Given their compatibility relationship, Julids and ULIDs must have quite a bit in common, and indeed
they do:
* they are 128-bits long
* they are lexicographically sortable
* they encode their creation time as the number of milliseconds since the [UNIX
epoch](https://en.wikipedia.org/wiki/Unix_time) in their top 48 bits
* their string representation is a 26-character [base-32
Crockford](https://en.wikipedia.org/wiki/Base32) encoding of their big-endian bytes
* IDs created within the same millisecond are still meant to sort in their order of creation
Julids and ULIDs have different ways to implement that last piece. If you look at the layout of bits
in a ULID, you see:
![ULID bit structure](./ulid.svg)
According to the ULID spec, for ULIDs created in the same millisecond, the least-significant bit
should be incremented for each new ID. Since that portion of the ULID is random, that means you may
not be able to increment it without spilling into the timestamp portion. Likewise, it's easy to
guess a new possibly-valid ULID simply by incrementing an already-known one. And finally, this means
that sorting will need to read all the way to the end of the ULID for IDs created in the same
millisecond.
To address these shortcomings, Julids (Joe's ULIDs) have the following structure:
![Julid bit structure](./julid.svg)
As with ULIDs, the 48 most-significant bits encode the time of creation. Unlike ULIDs, the next 16
most-significant bits are not random, they're a monotonic counter for IDs created within the same
millisecond. Since it's only 16 bits, it will saturate after 65,536 IDs intra-millisecond creations,
after which, IDs in that same millisecond will not have an intrinsic total order (the random bits
will still be different, so you shouldn't have collisions). My PC, which is no slouch, can only
generate about 20,000 per millisecond, so hopefully this is not an issue! Because the random bits
are always fresh, it's not possible to easily guess a valid Julid if you already know one.
# How to use
The Julid crate can be used in two different ways: as a regular Rust library, declared in your Rust
project's `Cargo.toml` file (say, by running `cargo add julid-rs`), and used as shown above. There's
a rudimentary [benchmark](https://gitlab.com/nebkor/julid/-/blob/main/examples/benchmark.rs) example
in the repo that shows off most of the Rust API. But the primary use case for me was as a loadable
SQLite extension. Both are covered in the [documentation](https://docs.rs/julid-rs/latest/julid/),
but let's go over them here, starting with the extension.

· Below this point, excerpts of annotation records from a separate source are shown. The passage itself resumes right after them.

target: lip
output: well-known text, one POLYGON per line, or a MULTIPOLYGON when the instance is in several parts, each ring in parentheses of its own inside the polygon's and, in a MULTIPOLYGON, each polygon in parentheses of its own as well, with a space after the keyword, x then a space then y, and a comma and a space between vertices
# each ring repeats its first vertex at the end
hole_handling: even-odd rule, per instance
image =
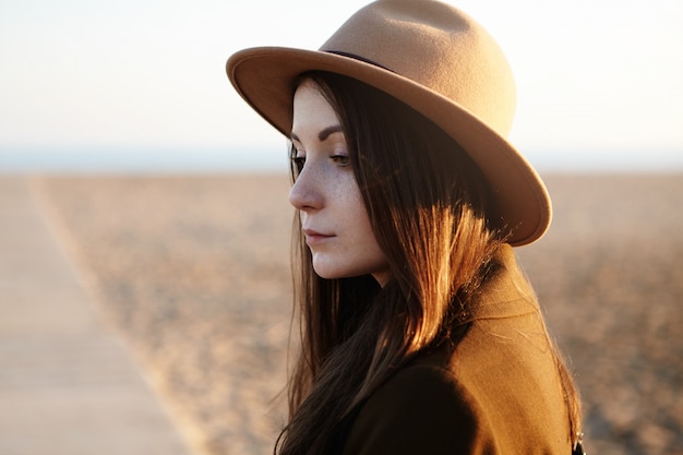
POLYGON ((334 235, 332 234, 323 234, 314 229, 303 229, 303 235, 305 236, 305 243, 309 247, 314 246, 316 243, 321 243, 334 237, 334 235))

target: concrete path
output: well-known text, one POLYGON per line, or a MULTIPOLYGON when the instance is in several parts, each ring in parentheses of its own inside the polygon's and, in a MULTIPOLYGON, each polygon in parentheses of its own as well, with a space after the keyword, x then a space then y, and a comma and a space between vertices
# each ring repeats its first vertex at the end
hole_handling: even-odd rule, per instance
POLYGON ((188 455, 28 180, 0 176, 0 454, 188 455))

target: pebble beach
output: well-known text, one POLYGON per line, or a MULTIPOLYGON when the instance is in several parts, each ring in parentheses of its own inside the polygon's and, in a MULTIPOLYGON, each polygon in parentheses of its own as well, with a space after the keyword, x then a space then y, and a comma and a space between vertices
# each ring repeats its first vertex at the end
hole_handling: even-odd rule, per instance
MULTIPOLYGON (((590 454, 683 454, 683 175, 548 175, 517 249, 584 404, 590 454)), ((96 310, 196 455, 268 454, 284 419, 285 175, 34 176, 96 310)))

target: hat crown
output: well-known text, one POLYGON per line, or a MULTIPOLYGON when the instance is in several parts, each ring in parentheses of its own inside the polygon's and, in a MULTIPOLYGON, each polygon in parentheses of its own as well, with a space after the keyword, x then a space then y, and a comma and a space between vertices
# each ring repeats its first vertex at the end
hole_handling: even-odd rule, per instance
POLYGON ((379 0, 359 10, 320 48, 355 56, 451 99, 507 136, 516 91, 491 35, 454 7, 379 0))

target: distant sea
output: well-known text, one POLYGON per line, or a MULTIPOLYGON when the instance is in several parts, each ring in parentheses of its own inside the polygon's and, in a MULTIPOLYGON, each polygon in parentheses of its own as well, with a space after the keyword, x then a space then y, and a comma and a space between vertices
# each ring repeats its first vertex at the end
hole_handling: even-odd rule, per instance
MULTIPOLYGON (((540 173, 683 172, 678 151, 529 151, 540 173)), ((211 149, 17 149, 0 148, 0 173, 203 173, 287 172, 287 151, 211 149)))

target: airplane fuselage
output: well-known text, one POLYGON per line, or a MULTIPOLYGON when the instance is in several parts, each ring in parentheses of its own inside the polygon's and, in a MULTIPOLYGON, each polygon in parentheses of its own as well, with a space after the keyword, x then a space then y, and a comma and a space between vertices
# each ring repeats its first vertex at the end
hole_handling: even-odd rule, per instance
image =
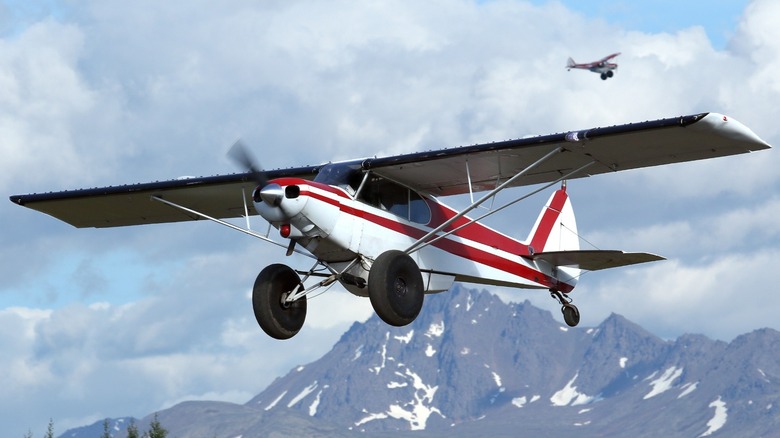
MULTIPOLYGON (((348 267, 358 256, 370 263, 389 249, 405 250, 456 215, 438 200, 411 191, 406 198, 413 198, 411 202, 387 205, 380 201, 374 202, 375 206, 370 199, 356 199, 351 190, 338 186, 295 178, 271 183, 278 184, 285 196, 278 207, 256 202, 260 215, 282 230, 283 237, 336 269, 348 267)), ((460 218, 451 228, 468 221, 467 217, 460 218)), ((574 288, 579 270, 534 262, 531 254, 527 243, 477 222, 411 256, 423 274, 426 293, 445 291, 454 281, 562 292, 574 288)), ((367 280, 369 268, 367 263, 358 263, 347 272, 367 280)), ((367 295, 367 290, 358 285, 344 286, 353 294, 367 295)))

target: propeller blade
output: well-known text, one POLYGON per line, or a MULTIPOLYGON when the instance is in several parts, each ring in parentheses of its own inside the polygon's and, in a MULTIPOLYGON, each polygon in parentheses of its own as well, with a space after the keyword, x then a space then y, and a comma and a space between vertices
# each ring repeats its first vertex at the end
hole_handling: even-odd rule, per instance
POLYGON ((257 160, 255 160, 255 157, 249 151, 249 148, 244 145, 244 142, 242 142, 241 139, 236 140, 236 142, 233 143, 233 146, 230 147, 230 150, 228 151, 228 157, 235 161, 244 170, 251 173, 252 179, 257 182, 257 185, 262 187, 268 184, 268 177, 266 176, 265 171, 262 167, 260 167, 260 165, 257 164, 257 160))

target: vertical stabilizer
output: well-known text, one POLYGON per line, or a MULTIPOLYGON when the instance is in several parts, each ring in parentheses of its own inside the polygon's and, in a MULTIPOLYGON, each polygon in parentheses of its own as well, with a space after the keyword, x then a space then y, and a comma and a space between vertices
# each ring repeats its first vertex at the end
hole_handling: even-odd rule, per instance
POLYGON ((577 222, 565 182, 542 209, 528 236, 527 245, 533 253, 580 249, 577 222))

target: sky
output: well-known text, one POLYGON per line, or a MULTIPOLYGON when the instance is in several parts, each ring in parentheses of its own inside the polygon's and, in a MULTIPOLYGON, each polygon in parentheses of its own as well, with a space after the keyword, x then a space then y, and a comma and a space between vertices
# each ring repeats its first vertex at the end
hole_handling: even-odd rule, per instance
MULTIPOLYGON (((0 188, 231 173, 236 138, 280 168, 706 111, 780 144, 778 18, 773 0, 5 1, 0 188), (608 81, 564 68, 613 52, 608 81)), ((770 150, 570 182, 589 242, 668 258, 583 276, 581 324, 615 312, 724 341, 780 329, 778 168, 770 150)), ((547 196, 489 224, 523 238, 547 196)), ((7 436, 243 403, 372 315, 334 287, 298 336, 268 338, 255 276, 310 262, 211 223, 75 229, 5 202, 0 230, 7 436)), ((488 290, 562 321, 544 292, 488 290)))

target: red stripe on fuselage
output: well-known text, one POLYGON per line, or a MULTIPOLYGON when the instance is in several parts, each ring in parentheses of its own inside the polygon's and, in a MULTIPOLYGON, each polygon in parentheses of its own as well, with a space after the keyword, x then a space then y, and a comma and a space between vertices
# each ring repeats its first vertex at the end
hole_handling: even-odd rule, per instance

## Inside SQLite as a loadable extension
The extension, when loaded into SQLite, provides the following functions:
* `julid_new()`: create a new Julid and return it as a 16-byte
[blob](https://www.sqlite.org/datatype3.html#storage_classes_and_datatypes)
* `julid_string()`: create a new Julid and return it as a 26-character [base-32
Crockford](https://en.wikipedia.org/wiki/Base32)-encoded string
* `julid_seconds(julid)`: get the number seconds (as a 64-bit float) since the UNIX epoch that this
julid was created (convenient for passing to the builtin `datetime()` function)
* `julid_counter(julid)`: show the value of this julid's monotonic counter
* `julid_sortable(julid)`: return the 64-bit concatenation of the timestamp and counter
* `julid_string(julid)`: show the [base-32 Crockford](https://en.wikipedia.org/wiki/Base32)
encoding of this julid; the raw bytes of Julids won't be valid UTF-8, so use this or the built-in
`hex()` function to `select` a human-readable representation
### Building and loading
If you want to use it as a SQLite extension:
* clone the [repo](https://gitlab.com/nebkor/julid)
* build it with `cargo build --features plugin` (this builds the SQLite extension)
* copy the resulting `libjulid.[so|dylib|whatevs]` to some place where you can...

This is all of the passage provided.